The results of this study have several advantages. This study excluded the impact of other possible comorbidities such as HIV infection, pleurisy, silicosis, extrapulmonary TB, and tracheal and bronchial TB. Analyzing the impact of only DM in newly diagnosed patients with PTB made the results more referenced and targeted. However, this study has some limitations. First, we were not able to explore more complex relationships because of the shortage of some important variables, such as the glycemic index, smoking, and drinking. Second, the prevalence of DM was based on self-reporting of the diagnosis by patients. Third, the types of diabetes in our study were not clear, which may limit the ability to explore the association between different types of diabetes and tuberculosis. Studies have found that type 1 DM has an acute onset and progresses rapidly, but the treatment effect is better than that of type 2 DM.39, 40 Further research is needed. Moreover, blood glucose tests were not performed in this study, which may have led to missed cases of DM and thus underestimated the prevalence of DM in patients with PTB. Finally, the conclusions drawn in this study may not be generalizable to other regions due to regional socioeconomic differences and access to health services.
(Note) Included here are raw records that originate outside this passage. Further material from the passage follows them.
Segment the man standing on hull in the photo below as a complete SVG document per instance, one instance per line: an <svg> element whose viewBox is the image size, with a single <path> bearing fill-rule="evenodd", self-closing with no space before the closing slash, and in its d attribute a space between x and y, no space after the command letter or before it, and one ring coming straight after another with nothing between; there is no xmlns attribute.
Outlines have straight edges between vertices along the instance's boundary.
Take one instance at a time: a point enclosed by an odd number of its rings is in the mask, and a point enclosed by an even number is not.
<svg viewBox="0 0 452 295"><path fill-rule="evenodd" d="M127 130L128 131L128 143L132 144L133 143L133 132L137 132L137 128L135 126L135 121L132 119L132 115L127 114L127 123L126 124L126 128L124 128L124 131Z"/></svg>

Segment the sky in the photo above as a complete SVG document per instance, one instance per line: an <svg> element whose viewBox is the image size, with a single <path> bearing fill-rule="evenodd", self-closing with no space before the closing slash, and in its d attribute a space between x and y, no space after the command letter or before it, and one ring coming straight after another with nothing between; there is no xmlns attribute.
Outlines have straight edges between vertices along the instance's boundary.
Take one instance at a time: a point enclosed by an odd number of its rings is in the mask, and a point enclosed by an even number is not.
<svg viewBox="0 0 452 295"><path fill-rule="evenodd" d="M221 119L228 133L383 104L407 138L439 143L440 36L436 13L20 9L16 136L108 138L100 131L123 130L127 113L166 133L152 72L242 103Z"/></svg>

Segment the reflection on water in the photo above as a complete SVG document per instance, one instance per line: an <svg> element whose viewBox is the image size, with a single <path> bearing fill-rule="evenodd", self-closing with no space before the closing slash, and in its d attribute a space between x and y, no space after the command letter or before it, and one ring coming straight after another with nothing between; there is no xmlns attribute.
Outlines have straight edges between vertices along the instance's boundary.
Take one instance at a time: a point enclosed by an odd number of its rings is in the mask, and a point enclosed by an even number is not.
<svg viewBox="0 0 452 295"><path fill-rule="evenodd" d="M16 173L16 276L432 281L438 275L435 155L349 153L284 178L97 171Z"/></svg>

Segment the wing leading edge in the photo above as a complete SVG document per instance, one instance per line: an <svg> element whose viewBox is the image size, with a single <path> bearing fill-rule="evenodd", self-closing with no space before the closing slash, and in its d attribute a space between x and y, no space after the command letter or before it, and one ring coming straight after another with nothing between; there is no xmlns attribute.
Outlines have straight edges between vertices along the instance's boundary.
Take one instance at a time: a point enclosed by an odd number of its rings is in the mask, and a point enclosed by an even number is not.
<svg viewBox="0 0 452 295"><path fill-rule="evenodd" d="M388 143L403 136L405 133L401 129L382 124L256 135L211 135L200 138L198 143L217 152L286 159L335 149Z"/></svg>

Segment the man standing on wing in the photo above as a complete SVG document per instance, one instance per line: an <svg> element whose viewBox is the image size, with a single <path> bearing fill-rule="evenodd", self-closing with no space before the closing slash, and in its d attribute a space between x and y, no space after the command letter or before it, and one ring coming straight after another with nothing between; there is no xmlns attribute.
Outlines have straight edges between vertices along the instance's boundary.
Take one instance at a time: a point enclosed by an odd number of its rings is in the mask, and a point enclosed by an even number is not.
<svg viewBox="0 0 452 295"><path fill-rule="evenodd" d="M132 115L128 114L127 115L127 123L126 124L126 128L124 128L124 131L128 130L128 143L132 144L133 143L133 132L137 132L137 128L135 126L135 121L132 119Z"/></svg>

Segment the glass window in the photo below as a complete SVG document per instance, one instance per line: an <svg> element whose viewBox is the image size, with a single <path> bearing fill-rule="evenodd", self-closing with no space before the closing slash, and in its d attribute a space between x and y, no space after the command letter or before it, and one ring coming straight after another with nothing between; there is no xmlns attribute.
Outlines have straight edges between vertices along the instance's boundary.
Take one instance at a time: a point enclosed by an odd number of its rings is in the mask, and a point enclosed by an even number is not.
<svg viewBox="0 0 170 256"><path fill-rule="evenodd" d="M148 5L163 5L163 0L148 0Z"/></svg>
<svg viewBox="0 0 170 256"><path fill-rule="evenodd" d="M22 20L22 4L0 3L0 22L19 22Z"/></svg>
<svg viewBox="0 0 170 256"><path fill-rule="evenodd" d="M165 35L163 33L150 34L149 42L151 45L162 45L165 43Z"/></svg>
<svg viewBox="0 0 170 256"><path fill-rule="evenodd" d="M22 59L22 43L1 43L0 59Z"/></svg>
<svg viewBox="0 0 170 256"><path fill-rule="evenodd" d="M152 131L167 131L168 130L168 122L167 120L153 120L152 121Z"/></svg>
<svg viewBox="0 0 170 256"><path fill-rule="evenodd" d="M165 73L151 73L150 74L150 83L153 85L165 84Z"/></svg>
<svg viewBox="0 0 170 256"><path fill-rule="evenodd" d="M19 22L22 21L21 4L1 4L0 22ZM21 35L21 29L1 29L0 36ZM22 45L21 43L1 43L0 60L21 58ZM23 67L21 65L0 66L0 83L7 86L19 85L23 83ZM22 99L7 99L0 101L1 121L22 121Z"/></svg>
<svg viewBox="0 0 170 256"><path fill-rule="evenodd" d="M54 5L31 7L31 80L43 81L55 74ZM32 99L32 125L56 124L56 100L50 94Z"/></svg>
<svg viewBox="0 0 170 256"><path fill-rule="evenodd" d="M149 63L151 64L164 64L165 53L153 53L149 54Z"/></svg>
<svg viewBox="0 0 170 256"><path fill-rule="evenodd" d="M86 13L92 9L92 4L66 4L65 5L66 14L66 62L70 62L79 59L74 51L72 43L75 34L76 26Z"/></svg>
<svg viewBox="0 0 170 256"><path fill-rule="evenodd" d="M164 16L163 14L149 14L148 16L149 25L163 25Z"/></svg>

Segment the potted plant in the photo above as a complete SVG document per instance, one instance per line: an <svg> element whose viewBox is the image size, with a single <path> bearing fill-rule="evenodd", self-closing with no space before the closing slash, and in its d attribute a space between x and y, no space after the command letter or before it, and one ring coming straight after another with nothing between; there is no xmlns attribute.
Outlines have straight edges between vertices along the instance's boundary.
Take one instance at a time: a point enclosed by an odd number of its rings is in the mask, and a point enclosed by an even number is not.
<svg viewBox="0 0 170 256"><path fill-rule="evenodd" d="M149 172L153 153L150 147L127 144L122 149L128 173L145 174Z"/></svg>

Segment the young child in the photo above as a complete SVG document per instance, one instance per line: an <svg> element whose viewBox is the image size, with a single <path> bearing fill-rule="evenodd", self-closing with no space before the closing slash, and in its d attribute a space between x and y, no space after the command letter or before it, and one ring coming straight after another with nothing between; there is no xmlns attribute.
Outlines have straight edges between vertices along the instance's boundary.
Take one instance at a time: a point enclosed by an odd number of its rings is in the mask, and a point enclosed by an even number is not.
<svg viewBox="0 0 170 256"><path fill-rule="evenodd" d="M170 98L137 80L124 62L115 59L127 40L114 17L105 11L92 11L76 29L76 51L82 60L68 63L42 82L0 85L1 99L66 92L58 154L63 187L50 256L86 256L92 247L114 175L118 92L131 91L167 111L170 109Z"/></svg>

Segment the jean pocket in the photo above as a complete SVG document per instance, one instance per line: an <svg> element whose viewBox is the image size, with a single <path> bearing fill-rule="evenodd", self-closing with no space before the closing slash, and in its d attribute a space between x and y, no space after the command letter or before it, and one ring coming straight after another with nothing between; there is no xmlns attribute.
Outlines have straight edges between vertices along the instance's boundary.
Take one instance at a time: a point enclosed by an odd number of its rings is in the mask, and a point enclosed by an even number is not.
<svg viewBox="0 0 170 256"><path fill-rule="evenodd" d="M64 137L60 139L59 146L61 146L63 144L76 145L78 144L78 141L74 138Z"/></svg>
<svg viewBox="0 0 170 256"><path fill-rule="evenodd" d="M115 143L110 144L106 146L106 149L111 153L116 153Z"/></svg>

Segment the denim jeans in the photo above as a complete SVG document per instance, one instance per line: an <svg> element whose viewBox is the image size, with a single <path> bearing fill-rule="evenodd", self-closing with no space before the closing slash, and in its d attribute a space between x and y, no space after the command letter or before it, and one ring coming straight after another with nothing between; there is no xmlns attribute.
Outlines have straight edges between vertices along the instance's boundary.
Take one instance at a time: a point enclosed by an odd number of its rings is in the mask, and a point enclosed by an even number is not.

Therefore, more research is needed to confirm our results.
5 CONCLUSIONS
Our results show that the prevalence of diabetes is relatively common among patients with newly diagnosed PTB in Zhejiang Province. Diabetes may aggravate the bacteriological and imaging manifestations of PTB, which are more likely to lead to positive bacteriological results and pulmonary cavities. This suggests that corresponding measures should be taken to improve the early identification of concurrent diabetes and PTB, especially in areas with a double burden of both diseases. Early identification of high-risk patients may reduce disease severity.
ACKNOWLEDGEMENTS
This study was supported by the National-Zhejiang Health Commission Major S&T Project (Grant No. WKJ-ZJ-2118), Zhejiang Provincial Medical and Health Project (2020KY095, 2021KY618, and 2020KY520).
CONFLICT OF INTEREST STATEMENT
The authors declare that the research was conducted in the absence of any commercial or financial relationships that could be construed as a potential conflict of interest.